Traffic state reconstruction gets more and more attention for various important applications such as traffic optimization, traffic control, and congestion avoidance. There exist several approaches to detect traffic parameters like speed, flow, and density. A quite common approach in the past was to use stationary detectors like induction loops. An emerging technology is to handle traffic state by floating-car data (probe vehicles) with a high resolution of time and location measurements via GPS. A third methodology is to detect vehicles using the recognition of in-use Bluetooth devices and to derive an average travel time between two Bluetooth detectors.
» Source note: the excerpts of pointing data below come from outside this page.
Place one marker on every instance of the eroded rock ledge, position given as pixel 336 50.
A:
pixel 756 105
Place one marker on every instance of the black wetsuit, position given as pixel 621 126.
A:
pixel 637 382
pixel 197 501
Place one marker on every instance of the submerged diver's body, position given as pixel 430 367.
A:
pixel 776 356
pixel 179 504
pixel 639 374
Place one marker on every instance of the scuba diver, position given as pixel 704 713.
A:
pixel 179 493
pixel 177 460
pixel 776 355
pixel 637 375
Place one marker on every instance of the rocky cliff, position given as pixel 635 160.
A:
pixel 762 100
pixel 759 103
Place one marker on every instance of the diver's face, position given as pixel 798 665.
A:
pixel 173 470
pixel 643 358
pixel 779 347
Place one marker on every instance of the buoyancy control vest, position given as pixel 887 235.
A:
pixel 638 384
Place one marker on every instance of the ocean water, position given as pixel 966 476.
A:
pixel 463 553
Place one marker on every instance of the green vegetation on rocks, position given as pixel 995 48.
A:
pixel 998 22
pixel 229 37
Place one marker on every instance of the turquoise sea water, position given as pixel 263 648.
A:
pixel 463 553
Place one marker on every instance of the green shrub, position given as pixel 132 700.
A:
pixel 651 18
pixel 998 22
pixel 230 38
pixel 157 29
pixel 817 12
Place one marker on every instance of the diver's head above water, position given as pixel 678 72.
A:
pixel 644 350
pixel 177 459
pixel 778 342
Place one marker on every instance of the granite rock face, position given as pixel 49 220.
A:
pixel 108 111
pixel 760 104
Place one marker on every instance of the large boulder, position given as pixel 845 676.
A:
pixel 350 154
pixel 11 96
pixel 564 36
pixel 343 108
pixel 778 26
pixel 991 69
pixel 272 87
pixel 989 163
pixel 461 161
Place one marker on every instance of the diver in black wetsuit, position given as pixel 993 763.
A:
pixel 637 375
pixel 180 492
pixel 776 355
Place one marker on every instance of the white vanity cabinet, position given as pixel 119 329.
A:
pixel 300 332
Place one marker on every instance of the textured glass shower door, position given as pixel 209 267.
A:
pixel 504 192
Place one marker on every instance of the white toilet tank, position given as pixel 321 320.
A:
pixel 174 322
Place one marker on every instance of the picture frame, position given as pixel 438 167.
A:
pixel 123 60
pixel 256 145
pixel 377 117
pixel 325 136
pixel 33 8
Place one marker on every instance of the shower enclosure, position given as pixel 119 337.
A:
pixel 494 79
For the first two approaches, several traffic state reconstruction methods exist. This paper aims at reconstructing the prevailing traffic situation out of low-resolution travel times based on Bluetooth captions. A methodology is developed on how to reconstruct the traffic speed and is applied to three months of data from a German autobahn equipped with Bluetooth detectors.
基于蓝牙检测的时空交通速度重建
交通状态重构在交通优化、交通控制、交通拥堵避免等方面的重要应用越来越受到人们的关注。有几种方法可以检测交通参数,如速度、流量和密度。过去一种非常普遍的方法是使用像感应回路这样的固定探测器。一项新兴技术是利用浮动车数据(探测车)通过GPS进行高分辨率的时间和位置测量来处理交通状态。第三种方法是通过识别正在使用的蓝牙设备来检测车辆,并得出两个蓝牙探测器之间的平均行驶时间。对于前两种方法,存在多种交通状态重构方法。本文旨在基于蓝牙字幕的低分辨率出行时间重构当前交通状况。研究人员开发了一种重建交通速度的方法,并将其应用于安装了蓝牙探测器的德国高速公路三个月的数据。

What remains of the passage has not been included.